В течение последующих нескольких лет Дэвид не ступал ногой на американскую землю. Мне приходили открытки из Таиланда, Японии, Австралии, Сингапура. Там он проводил свои отпуска. А в остальное время бегал по джунглям. Я сидела на полу в его комнате, перебирала пальцами открытки, переводила взгляд с истрепанной бейсбольной рукавички в мусорной корзине на модель авианосца “Энтерпрайз” на столе.

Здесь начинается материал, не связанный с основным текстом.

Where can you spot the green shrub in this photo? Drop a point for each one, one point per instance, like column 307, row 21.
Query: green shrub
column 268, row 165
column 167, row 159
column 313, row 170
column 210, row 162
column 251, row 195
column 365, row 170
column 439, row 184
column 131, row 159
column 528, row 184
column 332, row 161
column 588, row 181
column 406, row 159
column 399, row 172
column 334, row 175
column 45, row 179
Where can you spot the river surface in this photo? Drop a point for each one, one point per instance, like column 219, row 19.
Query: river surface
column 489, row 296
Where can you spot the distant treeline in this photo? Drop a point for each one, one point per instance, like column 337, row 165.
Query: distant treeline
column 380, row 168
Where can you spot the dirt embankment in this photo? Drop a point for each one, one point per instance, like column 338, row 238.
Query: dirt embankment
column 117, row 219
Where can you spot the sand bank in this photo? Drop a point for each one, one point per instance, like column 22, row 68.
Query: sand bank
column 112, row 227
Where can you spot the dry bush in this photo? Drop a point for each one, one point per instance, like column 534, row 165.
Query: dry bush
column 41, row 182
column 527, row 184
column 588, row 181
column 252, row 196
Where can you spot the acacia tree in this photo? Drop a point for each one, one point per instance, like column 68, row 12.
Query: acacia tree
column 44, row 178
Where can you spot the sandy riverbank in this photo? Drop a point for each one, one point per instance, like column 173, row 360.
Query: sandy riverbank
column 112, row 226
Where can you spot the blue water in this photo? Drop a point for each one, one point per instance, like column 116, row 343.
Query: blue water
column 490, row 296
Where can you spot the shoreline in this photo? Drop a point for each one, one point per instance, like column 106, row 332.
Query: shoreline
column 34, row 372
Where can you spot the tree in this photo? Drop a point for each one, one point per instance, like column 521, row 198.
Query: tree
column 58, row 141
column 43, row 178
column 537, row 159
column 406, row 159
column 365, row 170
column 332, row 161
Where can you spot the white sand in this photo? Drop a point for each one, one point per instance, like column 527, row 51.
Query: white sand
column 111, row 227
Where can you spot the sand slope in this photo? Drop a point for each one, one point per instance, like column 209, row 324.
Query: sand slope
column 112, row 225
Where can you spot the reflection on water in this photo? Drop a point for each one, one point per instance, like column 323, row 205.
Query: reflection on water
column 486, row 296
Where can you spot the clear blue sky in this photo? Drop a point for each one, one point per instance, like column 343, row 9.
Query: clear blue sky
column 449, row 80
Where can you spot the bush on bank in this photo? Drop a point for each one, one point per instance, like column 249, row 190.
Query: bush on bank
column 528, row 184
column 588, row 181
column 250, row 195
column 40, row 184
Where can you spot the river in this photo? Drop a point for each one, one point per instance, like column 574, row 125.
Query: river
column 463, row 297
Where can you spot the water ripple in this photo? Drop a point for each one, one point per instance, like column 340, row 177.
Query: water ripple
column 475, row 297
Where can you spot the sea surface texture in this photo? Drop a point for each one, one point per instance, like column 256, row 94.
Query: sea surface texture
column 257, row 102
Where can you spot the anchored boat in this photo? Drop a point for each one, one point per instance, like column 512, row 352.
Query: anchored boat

Когда через два года Шэрон объявила о том, что поступила в университет Беркли в Калифорнии, я уже не удивилась. В отличие от брата, Шэрон как раз не возражала, чтобы отец тратил на нее деньги, более того – крутила им как хотела. Она тоже присылала открытки, и я слишком поздно обнаружила за фасадом избалованной девочки человека, ищущего опору для своей души и приложения для своего идеализма. Слишком поздно. Последняя открытка от Шэрон пришла на День Матери 1972 года.
Проводив Шэрон на западное побережие, Даниэль и я поняли, что причин жить под одной крышей у нас не осталось. Я уехала в Бруклин, он остался в пригородном доме и зажил весело. Официально мы не разводились, чтобы сохранить за мной часть его пенсии.
Розмари умерла от рака шейки матки в конце 74-го. Как тогда, в Джексоне, я сидела ночами у ее кровати. Майки, к тому времени поступивший на юридический факультет, приходил каждый день. От него отчаянно пахло бензином – подрабатывал на бензоколонке. Пока его не было, Розмари наконец рассказала мне, кто был его отец. Еврей из Европы с такой же отметиной на руке, как у меня. Надо же умудриться найти такого в штате Мисиссипи. Почти тридцать лет назад – куча мешков за прачечной, звуки аккордеона в летнем воздухе и мальчик из йешивы, сказавший мне: Я тоже тебя люблю. Почти тридцать лет Розмари ждет от меня этих слов. Больше ей не придется ждать ни одной минуты.